The benchmark test case allows to benchmark PyRMD performance using the target bioactivity data downloaded from ChEMBL for the tyrosine-kinase MET. The benchmark employs a Repeats Stratified K-Fold approach with 5 folds and 3 repetions. MET decoy compounds downloaded from the DUD-E are also included in the folder to be used as an additional test set. These settings are specified in the configuration_benchmark.ini file that can be easily modified. To activate the conda environment and run the benchmark, enter:

conda activate pyrmd
python PyRMD_v1.02.py configuration_benchmark.ini

At the end of the calculations, the benchmark_results.csv file will include the averaged benchmark metrics (TPR, FPR, Precision, F-Score, ROC AUC, PRC AUC, and BEDROC) across all the folds and repetitions. Also, the plots ROC_curve.png and PRC_curve.png will be generated.

Screening

The screening test case trains PyRMD with the MET ChEMBL bioactivity data (the same used in the benchmark) and proceeds to screen a small sample of randomly extracted compounds from MCULE. These settings are specified in the configuration_screening.ini file that can be easily modified. To activate the conda environment and run the screening, enter:

conda activate pyrmd
python PyRMD_v1.02.py configuration_screening.ini

At the end of the calculations, the database_predictions.csv file will report a summary of the molecules predicted to be active against MET. For each compound, the file will include the molecule SMILES string, the RMD confidence score(the higher the better), the most similar training active compound and its relative similarity, and a flag indicating if it is a potential PAINS. Also, the predicted_actives.smi SMILES file will be created to be readily used with other cheminformatics/molecular modeling software.

Training Data

Please check the "Training Dataset Preparation" and "Benchmarking Training Data" sections in the Supporting Information PDF of the JCIM article for a description of what kind of training data to use with PyRMD

Optimizing PyRMD Performance

Poor performance may be the result of several factors, which include:

  • Insufficient training data, either for the active set or the inactive one
  • Many more inactive compounds than actives in the training set
  • Training data sets which comprises compounds with a different mechanism of action
  • Inadequate epsilon cutoff values

The above cases and others are discussed in the JCIM article. Importantly, adjusting the epsilon cutoff values may readily improve poor performance, especially with regards to TPR, FPR, Precision, and F-Score, as they impact the classification thresholds. The default cutoff values for both the active training set and the inactive training set is 0.95, so that 95% of the training set will be considered in the model building step. This allows to account for some tolerance to the presence/absence of chemical motifs. Higher values (e.g. closer to 1) for the active training cutoff generally result in more true positives and false positives alike. Instead, a higher cutoff for the inactive set fitting should mainly decrease the false positive rate with some effect on the TPR.

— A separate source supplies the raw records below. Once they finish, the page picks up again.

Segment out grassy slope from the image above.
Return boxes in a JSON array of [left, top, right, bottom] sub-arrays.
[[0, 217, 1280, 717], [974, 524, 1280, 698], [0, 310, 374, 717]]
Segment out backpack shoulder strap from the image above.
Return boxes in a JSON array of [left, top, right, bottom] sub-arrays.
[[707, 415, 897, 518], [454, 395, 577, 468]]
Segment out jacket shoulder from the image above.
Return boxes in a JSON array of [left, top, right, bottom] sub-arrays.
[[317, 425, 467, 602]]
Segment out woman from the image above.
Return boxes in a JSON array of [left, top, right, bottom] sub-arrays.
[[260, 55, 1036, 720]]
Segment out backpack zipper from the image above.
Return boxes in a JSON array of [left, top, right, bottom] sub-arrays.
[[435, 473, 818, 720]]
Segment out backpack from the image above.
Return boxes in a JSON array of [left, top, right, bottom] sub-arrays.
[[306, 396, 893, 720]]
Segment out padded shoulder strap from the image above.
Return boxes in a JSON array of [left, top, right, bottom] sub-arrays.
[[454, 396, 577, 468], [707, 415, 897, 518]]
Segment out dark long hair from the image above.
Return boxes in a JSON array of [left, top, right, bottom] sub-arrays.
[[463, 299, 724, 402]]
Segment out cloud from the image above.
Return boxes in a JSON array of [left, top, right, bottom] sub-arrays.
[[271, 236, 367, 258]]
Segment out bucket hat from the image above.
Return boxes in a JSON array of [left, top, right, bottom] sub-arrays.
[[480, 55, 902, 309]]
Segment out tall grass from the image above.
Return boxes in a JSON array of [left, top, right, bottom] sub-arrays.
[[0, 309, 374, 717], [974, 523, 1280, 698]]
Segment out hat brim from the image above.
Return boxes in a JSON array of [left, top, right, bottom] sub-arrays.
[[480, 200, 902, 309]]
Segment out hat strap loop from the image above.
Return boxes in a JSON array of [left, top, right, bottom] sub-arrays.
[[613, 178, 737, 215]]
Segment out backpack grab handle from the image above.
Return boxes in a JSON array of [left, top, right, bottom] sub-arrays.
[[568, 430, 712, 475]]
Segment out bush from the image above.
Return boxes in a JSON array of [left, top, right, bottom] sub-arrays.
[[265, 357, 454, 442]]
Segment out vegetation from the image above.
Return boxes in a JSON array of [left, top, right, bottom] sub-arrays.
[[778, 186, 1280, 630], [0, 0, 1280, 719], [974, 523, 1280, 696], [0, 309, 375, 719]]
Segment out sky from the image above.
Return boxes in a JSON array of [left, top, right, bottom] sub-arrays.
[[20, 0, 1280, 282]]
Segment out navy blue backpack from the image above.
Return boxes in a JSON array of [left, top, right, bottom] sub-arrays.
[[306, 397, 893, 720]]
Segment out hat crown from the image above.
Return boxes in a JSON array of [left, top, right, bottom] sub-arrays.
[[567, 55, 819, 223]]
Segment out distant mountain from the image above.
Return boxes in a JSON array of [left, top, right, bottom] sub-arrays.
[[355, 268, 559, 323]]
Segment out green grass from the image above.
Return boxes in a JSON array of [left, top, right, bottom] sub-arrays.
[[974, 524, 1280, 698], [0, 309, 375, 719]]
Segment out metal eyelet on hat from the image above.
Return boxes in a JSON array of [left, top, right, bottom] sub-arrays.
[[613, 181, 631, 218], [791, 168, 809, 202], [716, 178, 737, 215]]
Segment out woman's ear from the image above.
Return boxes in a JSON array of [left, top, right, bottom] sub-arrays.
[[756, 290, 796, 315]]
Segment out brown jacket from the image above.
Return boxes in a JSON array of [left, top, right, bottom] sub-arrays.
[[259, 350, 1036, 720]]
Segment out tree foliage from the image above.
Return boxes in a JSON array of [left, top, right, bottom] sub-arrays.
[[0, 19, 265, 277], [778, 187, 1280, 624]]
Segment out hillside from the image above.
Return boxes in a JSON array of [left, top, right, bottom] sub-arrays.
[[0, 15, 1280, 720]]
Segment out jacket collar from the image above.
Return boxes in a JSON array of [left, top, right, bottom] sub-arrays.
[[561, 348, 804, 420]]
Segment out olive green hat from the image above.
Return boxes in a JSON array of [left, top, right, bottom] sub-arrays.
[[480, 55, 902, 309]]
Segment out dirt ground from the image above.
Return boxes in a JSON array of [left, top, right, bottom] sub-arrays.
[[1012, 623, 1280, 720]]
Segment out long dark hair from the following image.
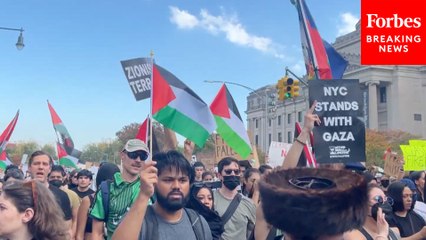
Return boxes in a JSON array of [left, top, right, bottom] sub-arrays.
[[186, 183, 224, 240], [387, 182, 408, 212], [2, 180, 69, 240]]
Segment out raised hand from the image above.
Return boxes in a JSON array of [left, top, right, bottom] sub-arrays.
[[377, 208, 389, 239], [140, 161, 158, 197], [303, 101, 321, 132], [183, 139, 195, 161]]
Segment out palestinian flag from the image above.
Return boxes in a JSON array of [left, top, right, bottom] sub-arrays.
[[47, 101, 81, 168], [136, 116, 150, 143], [0, 151, 12, 171], [152, 64, 216, 147], [0, 111, 19, 170], [210, 84, 251, 158]]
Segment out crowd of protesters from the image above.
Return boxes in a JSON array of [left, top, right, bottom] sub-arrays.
[[0, 103, 426, 240]]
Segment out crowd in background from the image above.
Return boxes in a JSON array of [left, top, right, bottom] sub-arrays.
[[0, 103, 426, 240]]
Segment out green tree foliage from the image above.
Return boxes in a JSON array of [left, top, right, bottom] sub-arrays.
[[115, 123, 141, 146], [365, 129, 419, 167]]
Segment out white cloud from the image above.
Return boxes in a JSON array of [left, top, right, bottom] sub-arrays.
[[337, 13, 359, 36], [170, 7, 284, 59], [170, 7, 199, 29]]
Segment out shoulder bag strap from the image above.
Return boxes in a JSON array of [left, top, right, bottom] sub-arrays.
[[222, 193, 242, 226]]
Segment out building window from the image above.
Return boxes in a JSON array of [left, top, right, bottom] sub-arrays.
[[287, 131, 293, 143], [414, 113, 422, 121], [268, 134, 272, 146], [379, 87, 386, 103]]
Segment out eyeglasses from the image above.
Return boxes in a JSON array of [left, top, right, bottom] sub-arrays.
[[223, 169, 240, 175], [126, 151, 149, 161], [402, 193, 417, 199], [374, 196, 393, 206]]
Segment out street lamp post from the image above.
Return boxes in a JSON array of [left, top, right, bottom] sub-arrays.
[[0, 27, 25, 50]]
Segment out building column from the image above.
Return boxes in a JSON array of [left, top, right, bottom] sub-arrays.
[[365, 81, 380, 130]]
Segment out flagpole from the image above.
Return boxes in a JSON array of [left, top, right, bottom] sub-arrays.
[[293, 0, 320, 79], [148, 50, 154, 159]]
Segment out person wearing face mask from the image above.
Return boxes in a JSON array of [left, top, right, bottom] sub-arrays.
[[344, 184, 401, 240], [186, 183, 223, 240], [213, 157, 256, 240], [47, 165, 80, 237], [242, 168, 260, 206], [386, 182, 426, 240]]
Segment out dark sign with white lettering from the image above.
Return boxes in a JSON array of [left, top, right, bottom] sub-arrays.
[[121, 58, 152, 101], [309, 79, 366, 163]]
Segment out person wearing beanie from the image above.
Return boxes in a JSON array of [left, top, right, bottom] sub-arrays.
[[255, 102, 368, 240]]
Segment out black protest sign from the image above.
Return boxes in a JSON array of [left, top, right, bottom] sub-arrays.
[[121, 58, 152, 101], [309, 79, 366, 163]]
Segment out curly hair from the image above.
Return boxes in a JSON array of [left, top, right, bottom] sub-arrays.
[[2, 180, 70, 240]]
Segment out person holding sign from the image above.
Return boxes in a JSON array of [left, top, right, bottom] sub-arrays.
[[255, 102, 368, 240]]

We suggest benchmarking using the possible combinations of the following epsilon cutoff values: 0.84–0.95–0.98 for epsilon_active and 0.7–0.84–0.95–0.98 for epsilon_cutoff_inactive and identify the combination with the best TPR/FPR tradeoff. Further information about the epsilon cutoff values are available in the JCIM article and in its Supporting Information PDF.

RMD Algorithm

PyRMD implements the Random Matrix Discriminant (RMD) algorithm devised by Lee et al. to identify small molecules endowed with biological activity. Parts of the RMD algorithm code were adapted from the MATLAB version of the RMD and a Python implementation proposed by Laksh Aithani of the Random Matrix Theory.